Hail, wind and lots of rain.. winter has arrived with a freezing cold bang!
There are a few things to ensure you've taken care of to ensure your pet is comfortable through out the colder months.
Grooming - this generally isn't something on the top of people's lists as we assume our pets need all of their coat to keep them warm. Whilst this is true to a point, it is also necessary to ensure our pets are kept comfortable. A long coat takes longer to try after a walk through puddles, wet grass and after being caught in the rain. A long coat that is constantly in the wet,dry, wet, dry routine of being outside for walks and toileting and then inside in the warmth will quickly become matted if not tended too regularly. We recommend a trim at the start of winter followed by regular, thorough brushing to ensure knots don't turn into matting which in turn can create hot spots which will require medical attention.
Arthritis plan - is your pet senior? Are they on a management plan for arthritis or is it something you've been thinking about? Get on top of this before the depths of winter to ensure your pet stays as comfortable as possible. We have a few 'Warm-a-pet' electric blankets in stock which are fantastic for keeping seniors (or particularly sensitive) pets comfortable. They are suitable for use in sheltered outdoor areas and of course indoors. Mumma Puss gives them two paws up!
Parasite Prevention - it is a common misconception that parasite prevention is not as important throughout winter, however studies have shown that continual, year round protection is the best way of preventing an infestation of worms or fleas on your pet and in your home.
Bedding and Shelter - does your pet live outdoors? If so, please make sure they have somewhere warm and dry to shelter from the weather. If you have an senior dog who generally lives outside, it may be worth considering allowing them to sleep in a bathroom or laundry overnight to avoid the lowest temperatures. Cat's in our area must be in doors from dusk until dawn as per council regulations. We recommend cats are kept in doors 100% of their time.
Make some noise - A warm vehicle engine can be an appealing heat source for outdoor and feral cats, but it's deadly.

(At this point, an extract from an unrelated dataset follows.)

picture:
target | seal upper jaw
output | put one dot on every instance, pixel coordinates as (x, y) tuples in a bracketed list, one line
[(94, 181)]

Check underneath your car, bang on the hood, and honk the horn before starting the engine to encourage feline hitchhikers to abandon their roost under the hood.
Stay home - Hot cars are a known threat to pets, but cold cars also pose significant risk to your pet's health. You're already familiar with how a car can rapidly cool down in cold weather; it becomes like a refrigerator, and can rapidly chill your pet. Pets that are young, old, ill, or thin are particularly susceptible to cold environments and should never be left in cold cars. Limit car travel to only that which is necessary, and don't leave your pet unattended in the vehicle.
Play dress-up - If your dog has a short coat or seems bothered by the cold weather, consider a sweater or dog coat. Have several on hand, so you can use a dry sweater or coat each time your dog goes outside. Wet sweaters or coats can actually make your dog colder.
Feed well - Keep your pet at a healthy weight throughout the winter. Some pet owners feel that a little extra weight gives their pet some extra protection from cold, but the health risks associated with that extra weight don't make it worth doing. Watch your pet's body condition and keep them in the healthy range. Outdoor pets will require more calories in the winter to generate enough body heat and energy to keep them warm – talk to us about your pet's nutritional needs during cold weather.